We've just upgraded to v8.12 from v7.15. Love the new anti-spam functionality, but see a major benefit in being able to update the statistics in the word lists. I'm trying to work out the best way of handling this as it would appear short of adding a word manually, you have to have the email in a folder.
It sounds like you're trying to break statistics further than they have already been broken. :)
Bayesian filtering is based on statistics, with one major deviation (it makes one incorrect assumption, that makes that statistics invalid, but still useful). However, if you say "The word 'evil' should indicate spam 98% of the time instead of 68% of the time", you're wrong -- if it's 68%, it's 68%. Changing it to a made-up value (98%) will cause the statistics to deviate further from what they should be.
If you've ever see a 100% chance of spam (or 1.000, depending on how it is written), you've seen the statistical flaw in Bayesian filtering. it's impossible to have 100% or 0% chance of spam. Making up your own values just makes the calculations less accurate.

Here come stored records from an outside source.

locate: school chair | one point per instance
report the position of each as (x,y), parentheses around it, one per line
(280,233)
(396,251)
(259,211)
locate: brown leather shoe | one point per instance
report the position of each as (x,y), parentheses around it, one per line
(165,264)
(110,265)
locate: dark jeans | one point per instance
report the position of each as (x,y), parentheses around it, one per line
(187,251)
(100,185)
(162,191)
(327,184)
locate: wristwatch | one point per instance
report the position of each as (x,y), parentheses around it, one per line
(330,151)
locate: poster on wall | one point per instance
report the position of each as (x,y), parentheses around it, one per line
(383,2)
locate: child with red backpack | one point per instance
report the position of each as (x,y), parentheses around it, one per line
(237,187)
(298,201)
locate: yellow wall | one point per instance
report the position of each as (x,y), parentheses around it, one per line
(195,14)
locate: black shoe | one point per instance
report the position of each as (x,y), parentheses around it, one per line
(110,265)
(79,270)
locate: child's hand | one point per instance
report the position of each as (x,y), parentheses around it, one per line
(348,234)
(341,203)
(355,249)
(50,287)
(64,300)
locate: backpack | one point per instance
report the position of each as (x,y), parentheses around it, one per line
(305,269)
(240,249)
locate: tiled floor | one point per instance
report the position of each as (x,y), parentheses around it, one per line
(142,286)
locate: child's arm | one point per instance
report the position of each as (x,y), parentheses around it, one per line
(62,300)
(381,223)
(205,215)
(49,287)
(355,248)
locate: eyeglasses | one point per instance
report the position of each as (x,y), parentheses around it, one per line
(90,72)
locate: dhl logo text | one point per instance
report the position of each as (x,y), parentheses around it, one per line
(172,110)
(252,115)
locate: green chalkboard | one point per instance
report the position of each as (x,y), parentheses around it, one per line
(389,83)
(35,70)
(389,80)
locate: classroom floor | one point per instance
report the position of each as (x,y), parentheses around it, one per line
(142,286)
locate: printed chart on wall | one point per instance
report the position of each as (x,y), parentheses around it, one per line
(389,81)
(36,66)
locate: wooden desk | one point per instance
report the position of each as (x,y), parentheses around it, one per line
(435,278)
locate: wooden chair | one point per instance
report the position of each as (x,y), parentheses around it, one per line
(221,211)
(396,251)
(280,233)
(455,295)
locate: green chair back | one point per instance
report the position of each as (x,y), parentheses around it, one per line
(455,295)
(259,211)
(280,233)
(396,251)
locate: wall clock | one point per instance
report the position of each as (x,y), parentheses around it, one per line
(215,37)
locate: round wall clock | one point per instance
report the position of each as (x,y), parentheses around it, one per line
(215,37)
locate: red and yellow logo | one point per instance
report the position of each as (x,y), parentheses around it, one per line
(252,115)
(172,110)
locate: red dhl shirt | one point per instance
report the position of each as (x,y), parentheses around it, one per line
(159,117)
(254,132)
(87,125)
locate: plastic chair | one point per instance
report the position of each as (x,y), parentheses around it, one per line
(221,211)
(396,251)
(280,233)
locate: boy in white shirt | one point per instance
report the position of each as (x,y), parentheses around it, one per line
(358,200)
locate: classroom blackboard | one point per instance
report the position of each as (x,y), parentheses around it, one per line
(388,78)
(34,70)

It also leads me on to how the statistical analysis learns. What logic does it use to class a word as spam? If it sees the word "tree" for the first time the default is that it only has a 40% chance of being spam.
That's the flaw of Bayesian filtering (and why it is correctly referred to as "naive Bayesian filtering") -- it isn't a 40% chance of spam. If you've seen something occur just once, it's impossible to make any valid statistical assumptions about it.
What happens if its then used in lots of spam, but the statistical analysis doesn't work it out (although say a DNS BL does) to change the rating of that word?
It should. If the engine is trained properly, when new spam comes in, the engine's database will get updated. If it gets 1,000 spams submitted and 30 have the word tree in them, and 1,000 legitimate E-mails of which 0 have the word tree in them, it will update the database so that the word tree is very likely to indicate that the E-mail is spam.
Of course, a naive Bayesian filtering system must be trained for each and every user (with *both* spam *and* legitimate E-mail) in order for it to be as effective as it was designed to be. That's one of the major drawbacks of naive Bayesian filtering on a mailserver.